Specific circumstances, just like cuffed jeans, iced coffee, and Carly Rae Jepsen, belong to the gays. They are a part of gay culture, we have already claimed them as such, and there’s no going back anymore.
The gay experience can’t be defined. Still, we know what the gay experience is not, because we can recognize heterosexuality from a mile away.
I haven’t been able to stop thinking about this. They are so right pic.twitter.com/SOhP0kZp8f
— michael vincent (@mvddm) November 11, 2020
As TikTok user lynnspiracy so accurately explains, “Heterosexuality is such a potent and indistinguishable energy. It fills the room like a fart. Not everyone dealt it … but everyone smelt it.” In contrast, “Queerness is so mysterious and unknowable only a mere mortal ensconced by hubris could think they could know what queerness is at any time.”
Just like Twitter user @mvddm, we can’t stop thinking about this either. An absence of straightness that is so deeply ingrained into our very being. Into watching 15 seasons of a bad CW show for the sheer possibility of queer on-screen representation. Into listening to Mitski on repeat. Into wearing a denim jacket no matter how hot it is outside. These experiences boast of their lack of heteronormativity. They are ours. They belong to the Culture™.
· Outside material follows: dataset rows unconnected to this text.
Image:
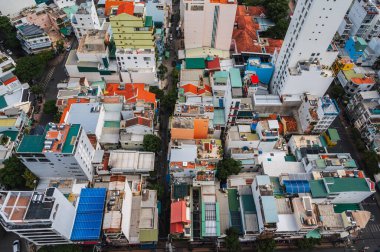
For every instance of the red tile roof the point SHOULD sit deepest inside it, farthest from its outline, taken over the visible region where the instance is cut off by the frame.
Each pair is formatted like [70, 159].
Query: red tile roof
[191, 88]
[245, 35]
[178, 216]
[131, 92]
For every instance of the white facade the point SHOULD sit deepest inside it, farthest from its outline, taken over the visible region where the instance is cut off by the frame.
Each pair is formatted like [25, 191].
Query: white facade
[137, 66]
[307, 53]
[38, 225]
[12, 8]
[55, 164]
[365, 18]
[85, 19]
[64, 3]
[208, 24]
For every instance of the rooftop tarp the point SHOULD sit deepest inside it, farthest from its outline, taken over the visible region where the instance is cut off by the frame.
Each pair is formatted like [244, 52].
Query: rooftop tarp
[333, 134]
[195, 63]
[236, 81]
[297, 186]
[89, 215]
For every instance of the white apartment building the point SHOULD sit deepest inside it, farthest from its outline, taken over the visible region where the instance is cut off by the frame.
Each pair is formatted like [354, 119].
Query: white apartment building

We can observe other examples of the gay experience, well-documented by the trusty queer community of Twitter:
Like hoarding plants to fix all our life’s problems:
Gay people be like "*buys swiss cheese plant* maybe this will make me feel better"
— squid's all the bad guys (@squidias) November 14, 2020
Getting overly invested in our tabletop RPG characters:
gay people be like “what if we talked about our dnd characters in depth together and then talked about their dynamics. hypothetically what if they held hands,”
— quinn 🙂 (@gilearfaeth) November 13, 2020
Not being able to sit:
gay people be like: *sits incorrectly in chair*
— ☆ kyle/toby ☆ (@kitkaturatwat) November 11, 2020
Playing video games however we choose to play video games:
In hindsight this was a gay experience
— Joe Johnson (@JoeJohnsonIce) November 24, 2020
Falling in love with your best friend:
Fellas is it gay to marry your best friend? pic.twitter.com/8cX4U1xwea
— The Short One (@QXtopher) November 21, 2020
it comes with the gay experience
— bun . oli 💿 (@1rlkurom1) November 17, 2020
And my personal favorite… putting too much investment into astrology:
queer culture is exchanging date and time of birth before going on a date to see if it’s even worth the investment
— TS Butch Queen ⚧️ (@ThatBoyYouLike) July 22, 2019
There may be no such thing as a “universal” gay experience, but there is just something about queer culture that makes you recognize it when you see it.
What situations would you define as being part of the gay experience?